Riforma che Calderoli si è preso a cuore fin dall’inizio del suo incarico come ministro degli affari regionali e delle autonomie: insieme all’altra - e più esplosiva - materia, l’autonomia differenziata, è il vero “core business” dell’azione politica sua e della Lega. Eppure oggi era la prima volta che si trovava a parlare di province: il disegno di legge all’esame del parlamento dovrà superare la legge Delrio del 2014, quella che in teoria doveva preludere all’abolizione dell’ente provincia. In teoria, perché il successivo referendum costituzionale del 2016 venne bocciato e non se ne fece nulla. Il risultato è stato una riforma monca, sconfessata anche da chi l’aveva voluta, che le province le ha mantenute ma ne ha tagliato i fondi. Con tutto quel che ne consegue, visto che la manutenzione di gran parte della rete stradale e degli edifici scolastici superiori compete tuttora a loro. E il risparmio promesso? La Corte dei Conti lo ha quantificato in 52 milioni: la miseria di 26 centesimi a cittadino. A fronte, per giunta, di uno sbilancio di comparto da oltre 840 milioni, soldi che le province chiedono al governo e che il governo ha promesso di versare, ma non ora.
“Inutile lamentarsi che ci sono le buche, perché non ci sono i soldi per coprire le buche” sintetizza Calderoli: “La democrazia ha un costo: ma se questo costo lo pago perché il soggetto che eroga la funzione è in grado di farlo, sono soldi spesi bene”. E allora perché abbiamo passato tanto tempo ad accapigliarci sull’abolizione delle province? Certo, dieci anni fa il clima era molto diverso. C’era l’onda del successo del libro La casta, c’erano gli strascichi di Rimborsopoli, c’erano le piazze di Grillo e di Renzi: “Una grande responsabilità negli attacchi alle province - dice Calderoli - non la do solo alla stampa, ma anche a Checco Zalone. Li ha alimentati con il suo film in cui impersonava un dipendente della provincia”. Ohibò: Quo vado? davanti al tribunale della storia.
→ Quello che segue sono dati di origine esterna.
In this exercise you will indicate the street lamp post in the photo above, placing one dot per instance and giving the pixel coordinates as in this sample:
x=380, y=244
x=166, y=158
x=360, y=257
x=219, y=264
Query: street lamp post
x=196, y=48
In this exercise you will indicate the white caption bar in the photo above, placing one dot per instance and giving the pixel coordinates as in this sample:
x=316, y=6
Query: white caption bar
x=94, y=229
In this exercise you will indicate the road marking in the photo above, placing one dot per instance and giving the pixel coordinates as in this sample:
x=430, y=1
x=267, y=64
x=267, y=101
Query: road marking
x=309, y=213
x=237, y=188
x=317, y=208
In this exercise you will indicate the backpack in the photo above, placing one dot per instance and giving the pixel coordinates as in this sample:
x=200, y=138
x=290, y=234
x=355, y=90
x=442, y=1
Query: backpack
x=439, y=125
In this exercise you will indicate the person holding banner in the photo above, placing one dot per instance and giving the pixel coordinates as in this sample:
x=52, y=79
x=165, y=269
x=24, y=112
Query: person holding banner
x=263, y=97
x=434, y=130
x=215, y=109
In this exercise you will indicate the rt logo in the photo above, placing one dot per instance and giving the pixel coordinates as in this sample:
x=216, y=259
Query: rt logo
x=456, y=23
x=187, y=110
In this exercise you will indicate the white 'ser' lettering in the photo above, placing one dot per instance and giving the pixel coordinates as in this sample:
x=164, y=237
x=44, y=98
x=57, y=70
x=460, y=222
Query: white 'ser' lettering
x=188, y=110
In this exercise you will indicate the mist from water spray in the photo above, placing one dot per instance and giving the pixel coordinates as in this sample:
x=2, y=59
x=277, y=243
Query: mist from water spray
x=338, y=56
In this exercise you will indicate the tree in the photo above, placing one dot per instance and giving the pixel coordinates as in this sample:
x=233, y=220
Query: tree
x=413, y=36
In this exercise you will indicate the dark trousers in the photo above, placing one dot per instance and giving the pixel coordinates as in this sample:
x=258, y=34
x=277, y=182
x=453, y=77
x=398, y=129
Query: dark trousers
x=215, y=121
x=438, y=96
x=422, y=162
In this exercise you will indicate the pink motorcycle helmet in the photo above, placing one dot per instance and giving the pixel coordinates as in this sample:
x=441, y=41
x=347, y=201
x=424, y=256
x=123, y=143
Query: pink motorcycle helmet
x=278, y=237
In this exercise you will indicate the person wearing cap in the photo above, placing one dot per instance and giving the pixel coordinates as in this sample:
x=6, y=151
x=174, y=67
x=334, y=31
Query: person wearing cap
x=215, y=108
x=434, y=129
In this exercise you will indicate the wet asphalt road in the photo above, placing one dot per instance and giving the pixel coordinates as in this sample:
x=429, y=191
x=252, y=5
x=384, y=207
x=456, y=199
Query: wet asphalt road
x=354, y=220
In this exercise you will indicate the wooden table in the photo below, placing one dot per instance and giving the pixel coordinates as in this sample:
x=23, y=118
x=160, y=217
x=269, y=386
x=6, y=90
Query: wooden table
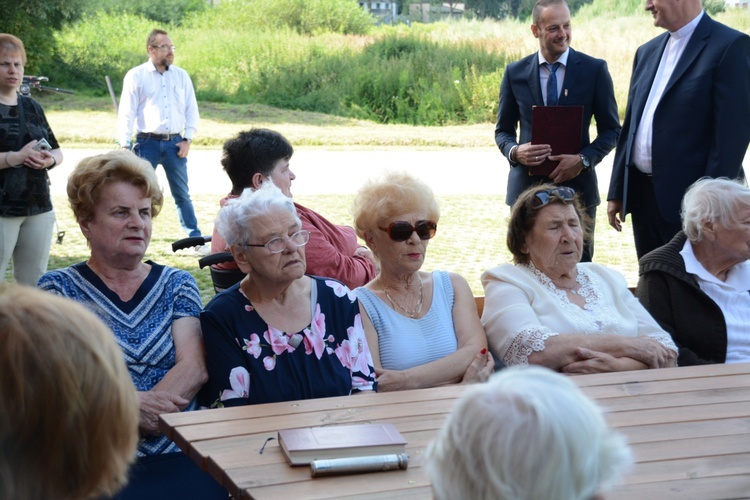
x=689, y=428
Incursioni nella cinematografia a parte, ora c’è da occuparsi della riforma: l’obiettivo è ritrasformare la provincia da ente di secondo livello, cioè eletto dagli amministratori locali, in ente elettivo. Con un presidente, una giunta e un consiglio, proprio come prima. A cambiare saranno le modalità di elezione: per l’elezione al primo turno del presidente si richiederà almeno il 40% dei voti totali, altrimenti si andrà al ballottaggio. “Non è un esperimento, lo si è già applicato in Sicilia e ha funzionato” assicura il principale “sponsor” della nuova legge. Il meccanismo dovrebbe servire anche a dare più verve alla competizione: “A causa della disaffezione al voto che si manifesta soprattutto al secondo turno, molto spesso chi diventa sindaco prende meno voti di quelli che ha preso il candidato che ha perso al primo turno”.
A proposito di sindaci, che ne sarà di quelli che oggi assolvono le funzioni di presidente della provincia? Per Calderoli la questione non si pone: l’attuale organo è un ente di area vasta, mentre la futura provincia sarà “giuridicamente diversa”. Ergo, la decadenza è automatica: se qualcuno vuole fare ricorso, lo faccia. “Oggi - aggiunge il ministro - abbiamo presidenti di provincia che sono sindaci di piccolissimi paesi, quindi sono nella fascia più bassa degli stipendi come sindaci. Nel momento in cui vengono eletti presidenti, prendono uno stipendio tre o quattro volte superiore. Ciascuno è libero di difendere la propria busta paga, ma qui stiamo facendo un discorso generale”. Le resistenze sono molteplici, ammette l’esponente leghista: “Il centrosinistra attraverso questo sistema elettorale ha potuto esprimere un numero di presidenti della provincia maggiore rispetto a quando c’era l’elezione diretta, grazie al voto pesato che avvantaggia le metropoli”. E in maggioranza? Compatti, ma non proprio entusiasti: “In Fratelli d’Italia sono convinti della riforma, ma non così convinti di votare assieme alle europee”. E invece è proprio questo l’obiettivo per cui lui si batte, pur consapevole del fatto che i paletti sono stretti: approvare la riforma in tempo utile, dice, “è necessario per evitare i 225 milioni di spesa aggiuntiva che ci sarebbe in assenza di un election day”.
Dopo si potrà pensare al resto, e Calderoli ha anche in mente qualche idea: ad esempio il terzo mandato consecutivo per i sindaci dei comuni fino a 15mila abitanti, o l’abolizione dei limiti di mandato per i comuni sotto i mille abitanti (“lì fare il sindaco è come fare il missionario”, scherza). E poi il “riequilibrio” tra deputati e senatori: “Anche se sono stato tra quanti hanno votato la riduzione dei parlamentari, oggi dico che quel taglio è stato una sciocchezza. La cifra giusta sarebbe stata di 300 deputati e 300 senatori, perché l’elettorato è identico e le camere fanno esattamente le stesse cose. È una sfida che vorrei i legislatori si assumessero per il miglioramento delle istituzioni: non sempre tagliare è bene, qualche volta ci si fa male”.